Colorado Politics

The Colorado Springs Gazette: Stapleton’s policies benefit minorities

We get it. The gubernatorial race should be about race. It could bode well for Republican Walker Stapleton if voters focus on economic policy.

The New York Times notoriously played the race card first with a crooked story about Stapleton’s great-grandfather, a five-term Denver mayor in the early 1900s, belonging to the Ku Klux Klan.
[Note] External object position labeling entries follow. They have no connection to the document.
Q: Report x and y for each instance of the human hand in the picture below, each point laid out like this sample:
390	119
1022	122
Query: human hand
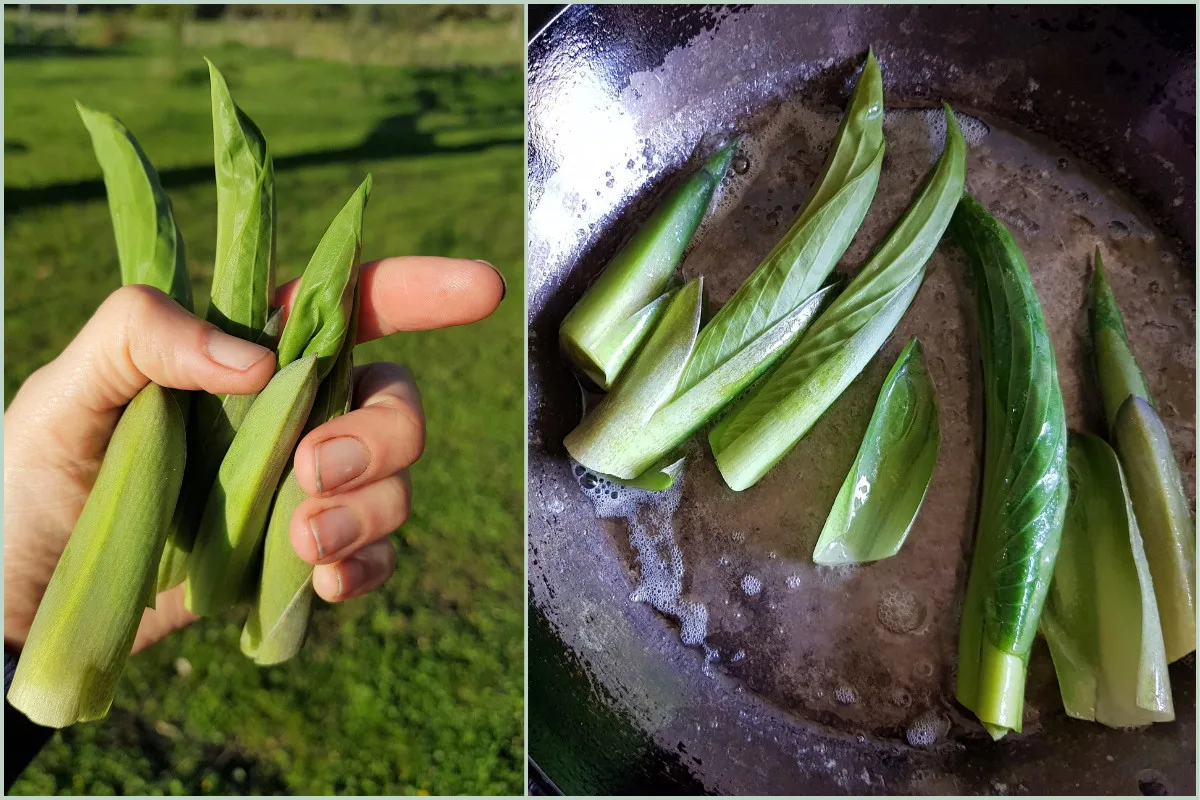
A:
353	468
The Times conveniently ignores the former Democratic mayor’s denunciation and betrayal of the Klan, and his subsequent ejection by the group.

The Denver Post followed by falsely reporting the long-deceased great-grandfather’s membership in the Klan “while serving five terms as mayor.” The Post likewise ignores Stapleton’s raid on the Klan, ridding the police department of Klansmen, and the fact his membership did not survive one of five terms.

Denver 9 News anchor Kyle Clark played a different race card this month by inviting NBC’s Chuck Todd to psychoanalyze Stapleton. After all, a TV man in Washington must know all about a Colorado candidate’s motives.

Clark: “Chuck Todd, moderator of NBC’s Meet the Press, told us today that Colorado’s Republican candidate for governor, Walker Stapleton, might just be holding onto his alliance with Tom Tancredo – despite Tancredo’s defense of white nationalists – in order to send a message.”

Former five-term Colorado Congressman Tancredo served on the board of VDARE, an anti-immigration organization associated with white nationalism. He also supports Stapleton’s gubernatorial bid, as do nearly all Colorado Republicans who have held elective office. Stapleton has no affiliation with the VDARE.

Cut to Todd: “Maybe Walker Stapleton isn’t comfortable saying what needs to be said and he wants, um, sort of, um, an association that will help send that message to the Trump base.”

“That message”? Oh… racism.

Clark continued the narrative Sunday with a tweet about Stapleton, Tancredo, conservatives and the “lunatic fringe.”

In eight years of holding statewide office as Colorado treasurer, Stapleton has not uttered a hateful or racist word that we know of. He has fought to save pensions for teachers and opposed taxes that would disproportionately burden minorities and the middle class.

Those voting to help minorities won’t find a racist in Stapleton or Democratic challenger Jared Polis. That leaves policy.

Polis wants new taxes; Stapleton does not. High taxes mean greater struggles for low- and middle-income households, where most minorities reside.

Unlike Stapleton, Polis will scare the oil and gas industry out of Colorado. Sundance Energy left the state after Polis sued them in 2013 for placing a temporary rig across the road from the guest house of a secondary residence.

Polis backed a proposed 2014 ballot measure to prevent oil and gas drilling within 2,000 feet of homes. He dropped it at the urging of Democratic Gov. John Hickenlooper, who understands the economic devastation of harming oil and gas.

The war on traditional energy harms minority households that remain at a disproportionate financial disadvantage. Low-income households cannot afford overly aggressive transitions to renewables, which show up as higher electric bills. They cannot afford losing good oil and gas jobs. This explains why Pueblo – a heavily minority Democratic stronghold – voted for President Donald Trump. He stumped in Pueblo, promising to end the war on coal.

The American Petroleum Institute reports Colorado’s oil and gas industry, directly and indirectly, provides 232,000 Colorado jobs. The sector contributes $23.1 billion in wages and $31.4 billion to the state’s economy. The institute expects minorities to make up nearly 40 percent of the oil and gas workforce nationally by 2035, with African Americans and Hispanics filling more than a quarter of the traditional energy management, business, and financial positions.

The Bureau of Labor Statistics reports jobs in natural gas and oil pay $50,000 more than the average American wage.

Voters who genuinely care about minorities should not fret over idiotic fixations on one candidate’s ancestor and Republican colleague. They should examine each candidate’s economic platforms and choose the man with the greatest promise for households that struggle to get by.